Mr Steinbrück – an unsuccessful candidate in the recent German election – and his Social Democratic Party (SPD) have been particularly vocal critics of Ireland’s tax laws.

He used the recent election campaign to attack failed finance market alchemy and condemn “tax oases” such as Ireland and the Netherlands.

According to this morning’s Der Spiegel magazine, Berlin began doing business in Ireland to tap into pension funds of Germany’s post office, which was privatised and broken up in 1995 into three companies for telecoms, post and post office bank.


Pension obligations


At the time of the privatisation, the German federal government agreed to shoulder the

companies’ existing looming pension obligations while the three newly privatised companies were obliged to pay some €20 billion until 2042.

This deal was forgotten for a decade until 2005, when Mr Steinbrück’s predecessor as finance minister, SPD man Hans Eichel, struggled to reduce Germany’s deficit below the prescribed EU ceiling of 3 per cent of gross domestic product.

Investment bankers hired by Berlin identified the future income to the pension fund from the privatised companies as an asset and recommended selling it off – a process known as securitisation – through an Irish letter box firm.


Pensions contribution


The company was set up, the asset sold and Berlin used some €8 billion earned to replace its own pensions contribution from 2005 to 2007.

Its hope of reducing its outgoings – and deficit – fell foul of the European Commission. Brussels ruled the deal had moved, but not reduced, Berlin’s own liabilities to the postal pension fund.

Germany’s federal court of auditors was similarly critical, accusing Berlin of creative accounting to “push liabilities into the future”.

The juggling failed to reduce Berlin’s deficit, though the advising investment bankers still earned €83 million on the deal.


Further Irish companies


Despite this, Mr Eichel’s successor, Mr Steinbrück, continued the practice – covering the state’s pension liabilities with securitised pension obligations. To save taxes on the transactions, Berlin set up further companies in Ireland, named German Postal Pensions Securitisation 1 and 2.

With the securitisation income now paid up-front, Berlin now has to shoulder – alone – the remaining cost of 275,000 pensioners.

Worse, the pension fund members were told that some €2.8 billion in income from the Irish-based companies was invested in special-purpose vehicles including those of Dexia, the failed Belgian-French bank nationalised in 2011 with €90 billion of public money.

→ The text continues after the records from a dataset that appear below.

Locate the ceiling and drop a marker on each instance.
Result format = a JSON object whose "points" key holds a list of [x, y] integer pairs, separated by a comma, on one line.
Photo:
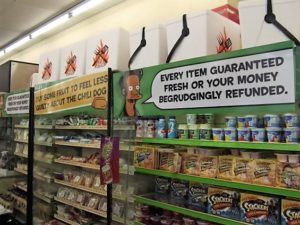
{"points": [[18, 17]]}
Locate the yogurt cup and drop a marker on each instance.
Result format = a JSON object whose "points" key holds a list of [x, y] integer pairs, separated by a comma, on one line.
{"points": [[258, 134], [218, 134], [274, 134], [291, 120], [244, 134], [291, 134], [251, 121], [230, 134], [231, 121], [271, 120]]}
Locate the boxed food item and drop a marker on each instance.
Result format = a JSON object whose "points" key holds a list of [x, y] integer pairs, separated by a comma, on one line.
{"points": [[225, 168], [179, 192], [72, 60], [258, 209], [242, 169], [107, 50], [224, 203], [255, 31], [209, 33], [208, 166], [290, 211], [155, 50], [288, 175], [264, 172], [197, 196]]}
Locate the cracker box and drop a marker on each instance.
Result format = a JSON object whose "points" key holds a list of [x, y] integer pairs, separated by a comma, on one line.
{"points": [[264, 172], [208, 166], [260, 210], [290, 212], [288, 175], [225, 168], [224, 203], [197, 196], [242, 169], [179, 192]]}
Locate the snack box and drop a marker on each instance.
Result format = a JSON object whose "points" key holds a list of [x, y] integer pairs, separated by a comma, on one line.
{"points": [[197, 196], [259, 209], [290, 212], [255, 31], [155, 50], [224, 203], [108, 49], [209, 33]]}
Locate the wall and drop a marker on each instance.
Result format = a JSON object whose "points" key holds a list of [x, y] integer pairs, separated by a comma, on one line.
{"points": [[130, 14]]}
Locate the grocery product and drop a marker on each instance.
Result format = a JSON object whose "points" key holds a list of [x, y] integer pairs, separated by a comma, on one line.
{"points": [[258, 209]]}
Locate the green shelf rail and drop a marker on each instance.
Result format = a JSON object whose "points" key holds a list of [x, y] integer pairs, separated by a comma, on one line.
{"points": [[286, 192], [223, 144], [187, 212]]}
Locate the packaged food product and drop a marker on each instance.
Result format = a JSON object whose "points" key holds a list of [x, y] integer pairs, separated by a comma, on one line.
{"points": [[258, 209], [197, 196], [290, 211], [208, 166], [264, 171], [226, 167], [224, 203]]}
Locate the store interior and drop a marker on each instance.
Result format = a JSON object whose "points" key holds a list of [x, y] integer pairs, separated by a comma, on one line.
{"points": [[148, 112]]}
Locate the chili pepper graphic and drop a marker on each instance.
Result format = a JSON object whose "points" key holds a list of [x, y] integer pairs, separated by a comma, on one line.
{"points": [[47, 72], [101, 55], [225, 44], [71, 64]]}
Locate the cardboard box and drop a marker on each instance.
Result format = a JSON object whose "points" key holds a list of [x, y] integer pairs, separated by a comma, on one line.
{"points": [[209, 33], [255, 31]]}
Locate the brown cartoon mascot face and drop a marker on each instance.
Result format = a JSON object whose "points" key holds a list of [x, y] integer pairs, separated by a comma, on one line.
{"points": [[131, 90]]}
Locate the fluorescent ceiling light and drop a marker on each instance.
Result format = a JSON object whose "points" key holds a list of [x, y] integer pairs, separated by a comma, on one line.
{"points": [[85, 7], [17, 44], [49, 26]]}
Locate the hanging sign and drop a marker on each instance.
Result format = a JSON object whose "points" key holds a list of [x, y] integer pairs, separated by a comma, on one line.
{"points": [[259, 79], [90, 90], [17, 103]]}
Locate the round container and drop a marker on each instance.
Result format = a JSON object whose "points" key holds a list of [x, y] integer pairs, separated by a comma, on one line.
{"points": [[230, 121], [291, 135], [251, 120], [218, 134], [244, 134], [241, 122], [274, 134], [258, 134], [183, 131], [191, 119], [205, 134], [291, 120], [193, 131], [271, 120], [281, 157], [230, 134]]}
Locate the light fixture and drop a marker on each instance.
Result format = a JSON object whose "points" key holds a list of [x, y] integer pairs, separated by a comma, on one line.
{"points": [[85, 7], [17, 44], [49, 26]]}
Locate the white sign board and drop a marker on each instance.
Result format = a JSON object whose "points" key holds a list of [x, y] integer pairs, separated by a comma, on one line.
{"points": [[266, 78], [17, 103]]}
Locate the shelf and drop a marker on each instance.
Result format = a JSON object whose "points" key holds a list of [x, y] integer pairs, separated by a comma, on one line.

The SPD’s use of Irish firms to juggle pensions payments and save taxes could be an interesting point of discussion when Tánaiste Eamon Gilmore visits Berlin this week.

On Mr Gilmore’s last visit to Berlin, in October last year, Mr Steinbrück used a public discussion forum to criticise Ireland’s tax rate.

“If Germany is making available its creditworthiness to others, we expect others to improve their own revenue base,” said Mr Steinbrück.